Patouch est un acteur bien connu des élèves de la scolarité obligatoire et de leurs parents. Cela fait plus de vingt ans que l'association propose des jeux de rôle contre le harcèlement et les violences sexuelles, surtout dans les cantons du Valais et de Vaud.
Mais depuis quelques années, la relation entre ces autorités et Patouch s’est détériorée. L'Etat de Vaud juge que la prestation proposée par l'association n'est "pas en ligne avec sa politique de prévention en matière de harcèlement, d'abus sexuels ou de maltraitance".
Les cours de Patouch sont accusés d'utiliser "un langage inapproprié" et de véhiculer un discours "culpabilisant et négatif".
Des demandes d’ajustements ignorées
En 2017, l'Etat de Vaud a demandé des ajustements. En 2021, une évaluation est arrivée à la conclusion que l'association n'en avait pas tenu compte. Patouch a été interdite des écoles vaudoises, par oral en décembre 2022 et par écrit en mars 2023.
L'Etat du Valais a, lui, interdit Patouch en septembre 2023. Il juge ses ateliers trop bruyants et "plus ludiques que pédagogiques". Pour arriver à cette conclusion, les évaluateurs du canton ont suivi quatre cours annoncés à l'avance à Patouch.

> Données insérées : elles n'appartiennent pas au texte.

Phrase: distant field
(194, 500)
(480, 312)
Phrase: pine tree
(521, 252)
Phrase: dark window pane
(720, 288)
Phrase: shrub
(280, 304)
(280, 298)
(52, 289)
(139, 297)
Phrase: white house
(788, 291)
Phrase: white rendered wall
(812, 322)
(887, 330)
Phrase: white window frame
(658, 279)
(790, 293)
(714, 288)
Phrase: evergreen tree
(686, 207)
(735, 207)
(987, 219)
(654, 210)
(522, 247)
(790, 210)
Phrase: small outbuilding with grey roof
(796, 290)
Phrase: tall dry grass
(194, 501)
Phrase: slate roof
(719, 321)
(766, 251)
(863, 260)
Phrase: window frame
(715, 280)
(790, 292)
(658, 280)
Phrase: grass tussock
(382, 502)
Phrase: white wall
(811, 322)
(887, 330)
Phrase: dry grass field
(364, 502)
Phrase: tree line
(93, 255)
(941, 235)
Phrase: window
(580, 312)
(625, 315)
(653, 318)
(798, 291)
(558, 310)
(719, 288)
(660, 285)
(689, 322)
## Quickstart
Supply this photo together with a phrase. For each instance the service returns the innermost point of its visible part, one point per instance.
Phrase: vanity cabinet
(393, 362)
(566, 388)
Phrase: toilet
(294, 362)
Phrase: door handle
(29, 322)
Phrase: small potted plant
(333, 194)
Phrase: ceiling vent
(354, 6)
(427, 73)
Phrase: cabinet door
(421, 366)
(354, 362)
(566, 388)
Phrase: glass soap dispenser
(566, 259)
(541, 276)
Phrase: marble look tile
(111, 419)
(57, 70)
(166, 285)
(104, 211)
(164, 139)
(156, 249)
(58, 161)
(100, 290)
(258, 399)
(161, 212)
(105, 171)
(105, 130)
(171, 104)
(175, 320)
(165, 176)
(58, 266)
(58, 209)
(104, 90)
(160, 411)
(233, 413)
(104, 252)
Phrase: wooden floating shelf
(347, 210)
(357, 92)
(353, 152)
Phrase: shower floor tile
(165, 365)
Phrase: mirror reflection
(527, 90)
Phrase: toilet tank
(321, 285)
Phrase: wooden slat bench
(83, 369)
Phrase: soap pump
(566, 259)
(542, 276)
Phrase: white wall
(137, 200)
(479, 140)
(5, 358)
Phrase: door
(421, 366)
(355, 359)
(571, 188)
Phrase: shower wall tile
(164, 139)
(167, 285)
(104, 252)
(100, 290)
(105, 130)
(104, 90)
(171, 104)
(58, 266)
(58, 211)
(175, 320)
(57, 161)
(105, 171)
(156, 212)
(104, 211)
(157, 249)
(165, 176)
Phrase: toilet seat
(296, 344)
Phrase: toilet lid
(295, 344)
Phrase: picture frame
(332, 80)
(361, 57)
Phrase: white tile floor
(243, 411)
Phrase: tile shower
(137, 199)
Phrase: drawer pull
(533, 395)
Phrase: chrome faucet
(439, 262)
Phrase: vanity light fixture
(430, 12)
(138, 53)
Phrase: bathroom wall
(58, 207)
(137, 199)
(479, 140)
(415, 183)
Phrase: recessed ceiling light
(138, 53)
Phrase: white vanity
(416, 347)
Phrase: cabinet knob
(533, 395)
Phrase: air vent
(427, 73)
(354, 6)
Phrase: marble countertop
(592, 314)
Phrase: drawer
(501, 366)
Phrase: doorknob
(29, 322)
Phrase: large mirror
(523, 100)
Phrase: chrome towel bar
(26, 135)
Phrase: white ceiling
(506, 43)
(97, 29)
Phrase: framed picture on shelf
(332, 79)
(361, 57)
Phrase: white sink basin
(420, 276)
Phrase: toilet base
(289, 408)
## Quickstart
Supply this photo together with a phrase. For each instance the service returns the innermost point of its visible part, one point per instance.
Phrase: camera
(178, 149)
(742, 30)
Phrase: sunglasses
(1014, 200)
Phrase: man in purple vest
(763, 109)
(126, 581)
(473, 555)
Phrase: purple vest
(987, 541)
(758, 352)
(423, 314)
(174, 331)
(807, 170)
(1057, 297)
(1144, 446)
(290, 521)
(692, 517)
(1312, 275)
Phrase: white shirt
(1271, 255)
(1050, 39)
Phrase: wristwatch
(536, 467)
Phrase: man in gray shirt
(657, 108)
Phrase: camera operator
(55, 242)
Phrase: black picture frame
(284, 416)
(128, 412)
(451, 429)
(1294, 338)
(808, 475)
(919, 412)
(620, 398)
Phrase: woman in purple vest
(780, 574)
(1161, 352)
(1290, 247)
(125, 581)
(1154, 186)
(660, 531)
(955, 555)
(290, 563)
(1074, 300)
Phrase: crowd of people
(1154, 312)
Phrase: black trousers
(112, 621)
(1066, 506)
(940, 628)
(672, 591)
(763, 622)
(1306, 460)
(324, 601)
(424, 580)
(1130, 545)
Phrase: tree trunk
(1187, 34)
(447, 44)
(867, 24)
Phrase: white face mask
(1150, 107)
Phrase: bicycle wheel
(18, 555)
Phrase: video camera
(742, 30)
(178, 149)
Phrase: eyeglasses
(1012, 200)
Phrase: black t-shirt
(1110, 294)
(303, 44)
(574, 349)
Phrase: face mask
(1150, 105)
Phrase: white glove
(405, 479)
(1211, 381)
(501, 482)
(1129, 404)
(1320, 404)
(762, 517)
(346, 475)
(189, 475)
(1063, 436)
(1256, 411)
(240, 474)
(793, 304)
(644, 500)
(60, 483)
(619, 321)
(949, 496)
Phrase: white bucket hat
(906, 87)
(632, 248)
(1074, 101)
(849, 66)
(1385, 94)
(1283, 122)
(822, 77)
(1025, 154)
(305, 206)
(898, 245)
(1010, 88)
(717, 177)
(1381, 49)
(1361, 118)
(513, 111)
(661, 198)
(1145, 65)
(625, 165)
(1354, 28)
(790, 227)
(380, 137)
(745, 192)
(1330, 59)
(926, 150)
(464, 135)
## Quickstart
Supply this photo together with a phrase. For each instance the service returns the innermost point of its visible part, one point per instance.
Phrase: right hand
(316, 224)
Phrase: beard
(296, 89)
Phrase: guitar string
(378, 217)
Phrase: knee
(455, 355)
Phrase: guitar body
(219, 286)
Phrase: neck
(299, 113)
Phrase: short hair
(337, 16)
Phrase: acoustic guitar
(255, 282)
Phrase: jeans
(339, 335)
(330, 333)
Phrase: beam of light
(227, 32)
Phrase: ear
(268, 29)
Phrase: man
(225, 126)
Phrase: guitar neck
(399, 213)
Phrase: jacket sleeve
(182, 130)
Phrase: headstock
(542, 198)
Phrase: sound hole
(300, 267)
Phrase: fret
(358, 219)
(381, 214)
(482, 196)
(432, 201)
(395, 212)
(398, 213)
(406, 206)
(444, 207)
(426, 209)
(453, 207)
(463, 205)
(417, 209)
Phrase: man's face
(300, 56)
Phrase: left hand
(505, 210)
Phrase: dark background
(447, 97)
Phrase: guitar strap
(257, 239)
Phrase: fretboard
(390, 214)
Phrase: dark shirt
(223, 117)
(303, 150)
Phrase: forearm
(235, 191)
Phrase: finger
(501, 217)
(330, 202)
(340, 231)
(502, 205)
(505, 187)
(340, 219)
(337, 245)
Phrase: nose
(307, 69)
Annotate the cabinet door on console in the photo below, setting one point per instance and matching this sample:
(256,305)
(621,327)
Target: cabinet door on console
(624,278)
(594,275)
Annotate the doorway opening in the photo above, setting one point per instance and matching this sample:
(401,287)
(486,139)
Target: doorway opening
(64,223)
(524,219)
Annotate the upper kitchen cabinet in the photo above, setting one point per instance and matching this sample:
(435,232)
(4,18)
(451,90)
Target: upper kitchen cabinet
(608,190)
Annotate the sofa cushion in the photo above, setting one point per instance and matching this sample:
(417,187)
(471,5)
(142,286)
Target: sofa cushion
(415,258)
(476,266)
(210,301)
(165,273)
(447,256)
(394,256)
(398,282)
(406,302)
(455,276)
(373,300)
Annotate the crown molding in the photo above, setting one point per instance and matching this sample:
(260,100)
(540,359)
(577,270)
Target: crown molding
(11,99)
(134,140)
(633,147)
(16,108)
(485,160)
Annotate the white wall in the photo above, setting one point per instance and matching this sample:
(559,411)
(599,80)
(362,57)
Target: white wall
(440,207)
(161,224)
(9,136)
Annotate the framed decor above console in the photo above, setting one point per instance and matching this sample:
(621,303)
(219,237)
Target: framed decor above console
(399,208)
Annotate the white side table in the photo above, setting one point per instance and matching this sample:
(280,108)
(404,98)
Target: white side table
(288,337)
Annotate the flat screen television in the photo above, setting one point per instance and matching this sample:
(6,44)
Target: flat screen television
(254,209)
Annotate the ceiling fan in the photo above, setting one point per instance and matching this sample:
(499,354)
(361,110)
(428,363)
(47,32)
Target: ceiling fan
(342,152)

Sur deux pages, leur rapport liste quinze critiques sur la qualité pédagogique des cours, qui ne seraient pas adaptés aux jeunes, trop rapides, trop moralisateurs et qui manqueraient leur cible.
"Il est clair que si un jeune se fait attaquer, enlever, il faut qu’il sache se défendre en piquant les yeux ou en tapant les parties intimes. Mais les agressions dans la rue sont minimes. Le vrai danger est dans l’entourage proche et c’est ce pan-là qui manquait dans les interventions", résume Jean-Philippe Lonfat, le chef du Service cantonal de l'enseignement, mardi dans La Matinale de la RTS.
Le canton redoutait aussi que les moyens de défense présentés dans les ateliers puissent servir en cas de conflits entre élèves, alors que l'école prône, au contraire, des moyens pacifiques de résolution des conflits.
Enfin, le Valais jugeait que les intervenants de Patouch - qui sont diplômés en psychologie ou dans le domaine du social - n'étaient pas véritablement au bénéfice d'une formation reconnue.
Un rapport de l’UNIL favorable
Fondateur et président de Patouch, le Valaisan Bernard Jaquet - un ancien inspecteur de police judiciaire, au bénéfice d'un diplôme universitaire en protection de l'enfant - ne veut pas répondre aux critiques point par point, mais juge "dommage" le bannissement de son association des écoles publiques valaisannes et vaudoises.
"Cela fait vingt ans que l’on donne des cours dans les écoles à satisfaction de tout le monde. Quoi qu’on fasse, il y aura toujours des critiques. Nos cours sont validés scientifiquement par l’Université de Lausanne (UNIL) et les résultats sont éloquents: neuf enfants sur dix qui ont suivi la formation Patouch arrivent à gérer une situation de violence. A contrario, neuf enfants sur dix qui n’ont pas suivi cette formation n’arrivent pas à gérer cette même situation de violence."
Reste que cette étude de 2021 n'aura pas permis à Patouch de continuer à donner des ateliers dans les écoles valaisannes et vaudoises.
Un lobbying contre-productif?
Bernard Jaquet assure que l’existence de Patouch n’est pas remise en question, même si en 2022, rien que l'Etat du Valais et la Loterie romande ont assuré à Patouch au moins un quart de ses recettes totales de 900'000 francs. "Les écoles payaient une partie de la prestation et, si on calculait tout, on perdait de l’argent en allant dans les écoles. C'est grâce à notre comité de soutien et tous les gens qui nous soutiennent qu’on arrive à fonctionner. La Loterie romande soutient, elle, des projets. Si cette année, elle ne nous soutient pas, on ne peut que la remercier pour les années précédentes et espérer qu’elle soutienne des projets futurs."
L'association dit fourmiller de projets, mais à voir si ses donateurs continueront de payer et si les entités privées solliciteront toujours Patouch pour des formations, du moment qu'elle est interdite des écoles valaisannes et vaudoises, qui lui conféraient de la légitimité.
Pour Bernard Jaquet, l'enjeu est aussi financier, puisqu'il vivait désormais de Patouch. Cela faisait des années qu'il essayait de rendre obligatoire ses ateliers dans les écoles valaisannes. Mais son fort lobbying politique et médiatique n'aura pas fonctionné et peut-être même initié la fin d'une collaboration longue de vingt ans avec les écoles publiques.